Il cavo, nonostante la potenza (in particolare l’amperaggio) circa 1,6 volte maggiore di quella dei V2, non è di sezione molto diversa, sebbene secondo alcune fonti disponga di un sistema di raffreddamento a liquido.
Il primo gruppo di 4 stalli è servito da un unico armadio contenente l’elettronica di potenza necessaria per erogare il necessario amperaggio su una tensione di 400V DC. È quindi interessante esaminare la targhetta con i parametri elettrici dichiarati.
Uno sguardo alle caratteristiche del Supercharger V3
Prodotta nella Gigafactory di Buffalo, nello stato di New York, ad aprile 2020, l’unità ha come ingresso AC un allacciamento trifase alla rete, da cui accetta tensioni nominali fra 380 e 480 V e assorbe una corrente massima di 430 A, per una potenza massima continua di 350 VA (in caso di attestazione a 480 V); per un sistema trifase con fattore di carico=1 il conto torna.
È menzionato anche un ingresso in corrente continua (potrebbe forse essere riferito al caso in cui vi sia anche una fonte di energia DC, come un impianto fotovoltaico presente in diverse stazioni Supercharger, oppure, ancor più ipoteticamente, al caso in cui i veicoli collegati siano coinvolti in uno schema V2G e possano cedere energia alla rete) è indicato un input di 575 kW su un intervallo di tensioni compreso fra 880 e 1000V e una corrente massima di 640A. In uscita è invece indicata una potenza di 250 kW, un intervallo di tensioni compreso fra 0 e 500 V e una corrente di 631 A.

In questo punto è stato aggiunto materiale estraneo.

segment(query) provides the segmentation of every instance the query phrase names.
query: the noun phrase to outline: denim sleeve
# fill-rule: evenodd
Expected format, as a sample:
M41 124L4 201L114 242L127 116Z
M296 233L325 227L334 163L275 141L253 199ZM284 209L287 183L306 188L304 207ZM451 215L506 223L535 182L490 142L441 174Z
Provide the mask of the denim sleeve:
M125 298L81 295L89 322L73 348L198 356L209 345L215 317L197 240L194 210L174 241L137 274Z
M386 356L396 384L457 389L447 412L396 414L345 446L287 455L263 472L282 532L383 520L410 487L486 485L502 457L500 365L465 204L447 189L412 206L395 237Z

Valori la cui interpretazione richiede un approfondimento con Tesla perché anche assumendo un rendimento del 100%, con una potenza massima assorbita di 350 VA non è possibile erogare contemporaneamente 250 kW DC verso ognuna delle 4 colonnine: (occorrerebbe supportare una corrente di picco di 1 MW). Vorrebbe dire che pur non esistendo più (com’era in v2) la condivisione della potenza di 150 kW su una coppia di stalli, vi sarebbe comunque una condivisione, in questo caso quella di 350 kVA fra 4 stalli; se fosse confermato vorrebbe dire che come erogazione continua, a livello aggregato, non sarebbe molto più potente di un impianto V2 da 4 stalli. L’unica vera novità sarebbe che, condizioni a monte e a valle permettendo, l’impianto sarebbe in grado di erogare 250 kW verso una colonnina. C’e’ da dire che il battery management system di bordo non consente di caricare a 250 kW per tutto il tempo della ricarica, ma per proteggere le celle comincia ben presto a far decrescere la potenza massima accettata.

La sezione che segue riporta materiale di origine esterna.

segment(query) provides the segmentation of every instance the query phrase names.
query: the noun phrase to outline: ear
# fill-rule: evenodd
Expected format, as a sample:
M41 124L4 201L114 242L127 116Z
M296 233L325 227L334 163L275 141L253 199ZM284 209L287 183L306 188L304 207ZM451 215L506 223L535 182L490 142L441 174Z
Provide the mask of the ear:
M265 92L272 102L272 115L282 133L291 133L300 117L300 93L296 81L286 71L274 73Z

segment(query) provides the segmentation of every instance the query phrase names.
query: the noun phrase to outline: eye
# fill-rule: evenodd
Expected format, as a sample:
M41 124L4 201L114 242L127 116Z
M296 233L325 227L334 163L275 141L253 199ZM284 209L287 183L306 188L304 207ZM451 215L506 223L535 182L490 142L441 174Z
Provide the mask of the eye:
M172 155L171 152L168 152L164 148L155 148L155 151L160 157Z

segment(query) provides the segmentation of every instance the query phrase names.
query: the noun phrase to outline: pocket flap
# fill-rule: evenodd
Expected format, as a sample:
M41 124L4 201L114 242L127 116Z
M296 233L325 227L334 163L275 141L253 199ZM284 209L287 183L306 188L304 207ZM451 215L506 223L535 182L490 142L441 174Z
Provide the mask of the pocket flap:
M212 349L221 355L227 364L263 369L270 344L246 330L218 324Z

Quindi in realtà il caso in cui realmente si sentirebbe la mancanza di 4×250 kW è piuttosto remoto: dovrebbero arrivare contemporaneamente 4 Model 3 LR o Performance (unici modelli Tesla a poter attualmente accettare 250 kW), tutte e 4 con batteria molto scarica, tutte con preriscaldamento batteria effettuato; dovrebbero collegarsi insieme a questi 4 stalli che afferiscono a uno stesso armadio (ma in prospettiva il sito crescerà fino a 20 stalli e 5 armadi) e iniziare più o meno contemporaneamente a caricare. Solo in questo caso piuttosto improbabile, e comunque solamente per pochi minuti, 10 al massimo (poi la potenza decresce a livelli V2 anche se si e’ in beata solitudine) si potrebbe notare che la potenza di ricarica non sale molto oltre i 100 kW. Verificheremo con Tesla se le cose stanno davvero così.